Moving Beyond Attacks on Latinas, Politicians Call for Immigration Solutions
The National Latina Institute for Reproductive Health (NLIRH) applauds the introduction of the Uniting American Families Act (UAFA) in both the House and Senate and we are encouraged by the record level of support for these measures.
UAFA, which would finally treat LGBT partners the same as heterosexual partners in immigration law, was reintroduced in the House and Senate by long-time equal rights advocates Rep. Jerrold Nadler (D-NY-8) and Sen. Patrick Leahy (D-VT). The legislation is backed by 98 co-sponsors in the House and 18 in the Senate, a record for the bill on reintroduction.
What does the bill do?
The major component of the bill is to add three words to current immigration law – “or permanent partner” – wherever the word “spouse” appears. This will ensure that the law treats Latinas in LGBT relationships in the same manner as those in heterosexual relationships.

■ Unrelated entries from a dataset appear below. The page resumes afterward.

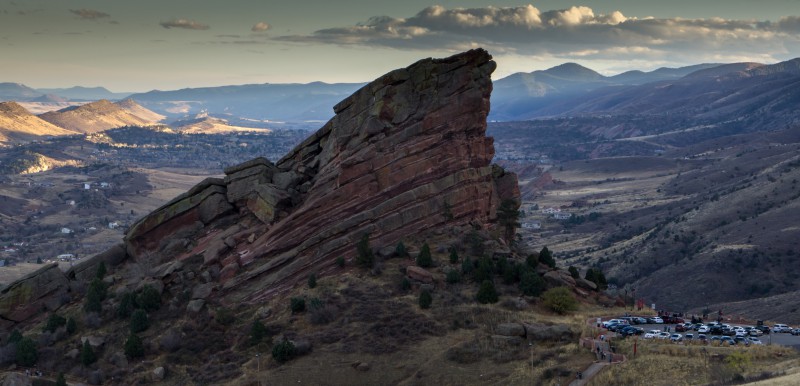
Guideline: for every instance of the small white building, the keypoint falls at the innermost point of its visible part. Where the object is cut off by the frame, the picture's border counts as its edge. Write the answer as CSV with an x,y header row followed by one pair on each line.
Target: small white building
x,y
532,225
562,216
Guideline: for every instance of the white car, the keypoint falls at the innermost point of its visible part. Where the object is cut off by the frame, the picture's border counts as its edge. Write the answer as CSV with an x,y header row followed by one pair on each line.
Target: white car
x,y
781,328
652,334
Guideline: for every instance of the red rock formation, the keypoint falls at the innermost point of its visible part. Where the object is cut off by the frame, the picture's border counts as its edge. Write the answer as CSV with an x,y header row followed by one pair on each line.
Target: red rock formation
x,y
404,154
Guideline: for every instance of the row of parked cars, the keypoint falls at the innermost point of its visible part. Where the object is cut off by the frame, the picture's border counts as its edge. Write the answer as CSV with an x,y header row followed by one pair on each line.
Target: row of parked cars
x,y
702,338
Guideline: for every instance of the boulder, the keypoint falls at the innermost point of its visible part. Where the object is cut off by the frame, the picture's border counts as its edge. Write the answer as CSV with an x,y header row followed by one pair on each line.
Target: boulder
x,y
202,291
195,306
419,274
586,284
558,278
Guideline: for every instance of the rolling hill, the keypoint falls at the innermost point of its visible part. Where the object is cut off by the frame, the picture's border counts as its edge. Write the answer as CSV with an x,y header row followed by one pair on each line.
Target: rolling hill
x,y
100,115
19,125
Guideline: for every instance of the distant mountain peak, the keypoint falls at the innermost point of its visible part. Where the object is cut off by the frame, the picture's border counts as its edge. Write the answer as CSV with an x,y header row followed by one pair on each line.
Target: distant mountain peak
x,y
571,70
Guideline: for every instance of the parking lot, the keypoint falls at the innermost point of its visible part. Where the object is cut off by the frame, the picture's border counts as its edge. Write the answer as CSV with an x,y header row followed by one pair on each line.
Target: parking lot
x,y
780,338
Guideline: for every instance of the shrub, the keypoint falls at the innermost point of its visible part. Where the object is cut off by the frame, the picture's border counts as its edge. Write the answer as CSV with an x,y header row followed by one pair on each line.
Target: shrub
x,y
312,280
424,258
453,276
27,354
87,354
134,347
257,332
453,255
101,270
400,250
405,285
127,304
297,305
487,293
139,321
560,300
14,337
54,322
466,266
425,299
546,257
95,296
60,381
532,260
149,299
574,272
530,283
364,255
283,351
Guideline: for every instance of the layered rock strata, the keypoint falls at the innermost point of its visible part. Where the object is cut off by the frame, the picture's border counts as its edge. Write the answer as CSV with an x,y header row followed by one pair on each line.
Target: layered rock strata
x,y
404,155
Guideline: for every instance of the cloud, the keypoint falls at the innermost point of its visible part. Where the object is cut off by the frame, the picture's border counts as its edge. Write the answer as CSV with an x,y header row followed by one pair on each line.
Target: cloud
x,y
89,14
260,27
574,32
185,24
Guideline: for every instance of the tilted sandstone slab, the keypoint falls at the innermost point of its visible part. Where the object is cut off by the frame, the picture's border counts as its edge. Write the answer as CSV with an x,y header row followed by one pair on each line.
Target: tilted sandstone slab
x,y
403,155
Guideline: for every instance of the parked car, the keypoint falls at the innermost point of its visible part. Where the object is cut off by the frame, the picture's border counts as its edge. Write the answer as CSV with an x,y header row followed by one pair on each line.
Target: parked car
x,y
652,334
727,340
781,328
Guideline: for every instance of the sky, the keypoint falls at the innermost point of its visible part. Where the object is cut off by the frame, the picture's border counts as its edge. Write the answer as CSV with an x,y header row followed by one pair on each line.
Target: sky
x,y
133,46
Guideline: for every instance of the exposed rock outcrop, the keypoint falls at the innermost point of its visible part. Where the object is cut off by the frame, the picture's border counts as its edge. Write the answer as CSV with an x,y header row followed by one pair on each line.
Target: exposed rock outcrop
x,y
405,155
399,153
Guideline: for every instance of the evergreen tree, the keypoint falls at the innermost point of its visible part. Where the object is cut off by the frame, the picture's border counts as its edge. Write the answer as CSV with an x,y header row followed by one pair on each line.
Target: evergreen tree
x,y
139,321
453,255
71,326
574,272
134,347
487,293
424,259
27,354
546,257
508,217
87,354
60,380
312,280
400,250
101,270
425,299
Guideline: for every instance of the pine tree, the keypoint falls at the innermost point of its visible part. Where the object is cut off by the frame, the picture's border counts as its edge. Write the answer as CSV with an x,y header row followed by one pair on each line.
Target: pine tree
x,y
424,258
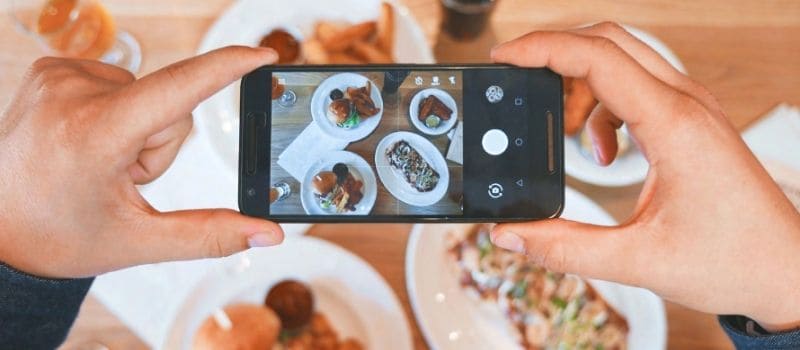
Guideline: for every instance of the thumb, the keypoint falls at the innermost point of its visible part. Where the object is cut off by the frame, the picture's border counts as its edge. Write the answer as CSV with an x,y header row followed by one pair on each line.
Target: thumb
x,y
571,247
209,233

In addition to the legislation, Rep. Zoe Lofgren (D-CA-16) and 48 House members asked the Department of Homeland Security (DHS) and the Department of Justice (DOJ) to stop denying LGBT green card applications and stop separating LGBT binational families. This letter is similar to one sent by the Senate last week that requested the same immediate remedy.
In February President Obama sent a directive to all federal agencies clarifying that the Defense of Marriage Act (DOMA), a discriminatory law that denies recognition of same sex partnerships in federal law, is unconstitutional and he directed federal agencies to stop defending the law. Under this direction, federal agencies should stop punishing queer Latinas for their sexual orientation and should treat them equally in immigration proceedings.
Why do LGBT issues matter for Latinas?
Yes. Immigration is extremely complex and affects the lives of all Latinas, including queer Latinas and transgender Latina(o)s. Historically, queer Latinas have been forced into exile or had their families torn apart by immigration laws regardless of legal marriage, civil unions or domestic partnerships. These Latinas are treated as “legal strangers” and along with other Latina immigrants face cruel consequences of a harsh immigration system.
These steps by law makers rise above current political rhetoric to solve problems for real families. They go beyond enforcement-only mandates by taking a balanced, comprehensive approach that acknowledges the central role immigrant women play in their families and communities. These measures will not only benefit queer Latinas, but also set a tone for immigration changes that respect the dignity of all families.